Das Referat unserer 1. Vorsitzenden Dipl. Pflegewirtin FH Petra Krause-Wloch über die Erfahrungen von Brandverletzten im Umgang mit der Kompressionsware fand ebenfalls großen Anklang. Tiefgradige Verbrennungen und Verbrühungen und die damit verbundenen Hauttransplantationen gehen oft mit Narbenbildung daher. Um sie zu vermeiden, ist das Tragen entsprechender Kompressionskleidung erforderlich. Eine Umfrage unter den Betroffenen bezüglich Problemen und Wünschen zu der Kompressionsware ergab Erstaunliches:Probleme entstanden z.B. beim Anziehen (Unbeweglichkeit der Jacke, fehlende Kraft, zu steife Kleidung). Besondere Wünsche wurden erstens an das Material (bessere Atmungsaktivität und Luftdurchlässigkeit, entsprechend der Jahreszeit unterschiedliche Kompressionsware) und zweitens an die bessere Ausbildung der Pflegekräfte und die bessere Beratung gestellt.

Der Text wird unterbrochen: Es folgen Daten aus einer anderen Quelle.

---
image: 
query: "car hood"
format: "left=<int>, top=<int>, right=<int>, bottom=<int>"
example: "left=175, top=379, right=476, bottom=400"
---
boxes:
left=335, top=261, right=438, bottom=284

Im Rahmen des Galadiners konnte ich mich mit Dr. Reichert, Chefarzt des Brandverletztenzentrums Nürnberg gut austauschen. Er wies darauf hin, dass die VAC Therapie im Bundesausschuss noch nicht behandelt worden sei. Er riet mir darauf zu achten, dass dieses Thema nicht versandet. Er unterstützt unsere Arbeit gerne, vor allem wegen der Kombination von Ehrlichkeit und Wissen. Deshalb ist Dr. Reichert auch gerne bereit, nach dem beruflichen Ausscheiden von Dr. Steen, uns in unserem wissenschaftlichen Beirat zu unterstützen. Dr. Steen, der diese schöne DAV Tagung leitete, wird in absehbarer Zeit seinen wohlverdienten Ruhestand antreten.

Der Hüttenabend und auch das Galadiner rundeten das reichhaltige Programm in angenehmer Atmosphäre, bei gutem Essen ab.